Also something else occurs—weeds. Unlike big seeds such as maize, beans and cereals, weed seeds generally are quite tiny. They depend on the soil being awash with soluble NPK and other nutrients. Their role in nature is to sop this up and conserve it. When it’s there they take off and outpace large seeded crops. Thus savvy farmers do not want much soluble nitrogen in the soil when they plant. They want nitrogen fixers to come running when large seeds start sprouting and excrete their carbs into the soil. Then there will be abundant amino acid nitrogen—all within a centimetre or so of the roots of the crop plants—while next to none will be available to the weeds even if they sprout. The picture just above shows maize with soybean at 21 days after planting.

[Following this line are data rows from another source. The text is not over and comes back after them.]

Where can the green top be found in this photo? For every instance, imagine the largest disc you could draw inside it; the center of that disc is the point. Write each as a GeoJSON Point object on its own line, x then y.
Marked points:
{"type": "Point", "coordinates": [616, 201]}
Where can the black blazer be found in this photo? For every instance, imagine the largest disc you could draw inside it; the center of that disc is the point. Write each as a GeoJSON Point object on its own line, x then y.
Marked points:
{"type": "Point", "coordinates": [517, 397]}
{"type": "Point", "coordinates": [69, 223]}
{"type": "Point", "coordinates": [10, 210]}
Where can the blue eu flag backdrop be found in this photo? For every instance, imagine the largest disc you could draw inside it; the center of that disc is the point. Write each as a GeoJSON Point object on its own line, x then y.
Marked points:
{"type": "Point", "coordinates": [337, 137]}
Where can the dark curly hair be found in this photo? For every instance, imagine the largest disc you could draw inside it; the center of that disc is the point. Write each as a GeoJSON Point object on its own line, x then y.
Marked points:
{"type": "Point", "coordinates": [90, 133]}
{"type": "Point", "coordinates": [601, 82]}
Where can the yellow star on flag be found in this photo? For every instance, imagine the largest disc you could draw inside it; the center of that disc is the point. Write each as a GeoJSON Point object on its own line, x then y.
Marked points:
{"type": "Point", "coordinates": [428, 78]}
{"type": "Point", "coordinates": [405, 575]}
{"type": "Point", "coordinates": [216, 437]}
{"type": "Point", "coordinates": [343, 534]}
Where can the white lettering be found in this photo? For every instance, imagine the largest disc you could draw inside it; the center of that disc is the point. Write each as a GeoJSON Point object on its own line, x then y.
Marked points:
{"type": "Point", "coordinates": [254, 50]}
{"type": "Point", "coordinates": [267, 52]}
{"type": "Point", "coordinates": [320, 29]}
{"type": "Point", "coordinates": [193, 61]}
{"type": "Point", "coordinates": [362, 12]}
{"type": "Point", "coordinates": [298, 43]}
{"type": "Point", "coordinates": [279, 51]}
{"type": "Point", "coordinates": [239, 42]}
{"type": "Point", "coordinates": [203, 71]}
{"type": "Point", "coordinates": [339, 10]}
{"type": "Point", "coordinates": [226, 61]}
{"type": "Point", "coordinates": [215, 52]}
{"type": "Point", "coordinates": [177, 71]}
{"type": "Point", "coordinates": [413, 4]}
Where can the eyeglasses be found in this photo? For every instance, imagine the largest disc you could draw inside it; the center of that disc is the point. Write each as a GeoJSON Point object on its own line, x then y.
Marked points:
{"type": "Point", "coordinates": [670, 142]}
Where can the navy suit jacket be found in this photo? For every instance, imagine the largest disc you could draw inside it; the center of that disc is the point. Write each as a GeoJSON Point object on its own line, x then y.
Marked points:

Close inspection shows plenty of weeds which can’t get beyond the cotyledon stage because they don’t have any carbs to feed the nitrogen fixers, and they don’t have enough free nitrogen in the soil. This is an example of good nitrogen management in a vibrantly healthy living soil with plenty of nitrogen fixers living in it. And good nitrogen management is how to catch carbon and build it into the soil—even in a market garden.

To summarize, building soil carbon—the foremost imperative of every ecological grower—requires minimal, non-destructive cultivation. It also requires maximum diversity so the ecology is robust. It also requires good nitrogen management, which means keeping soluble nitrogen to a minimum and keeping plenty of nitrogen fixers alive in cultivated areas. This in turn means minimizing areas and times the soil is left bare. This also means NOT tilling in green matter which will decay and release soluble nitrogen.

And lest we forget, you want aerobic, fungal breakdown if you mix dry matter, like corn stalks, into the soil. This means you never incorporate organic matter deeply—even if it is dry—because you want fungi breakdown to make glomalin, build stable carbon and create superb soil structure.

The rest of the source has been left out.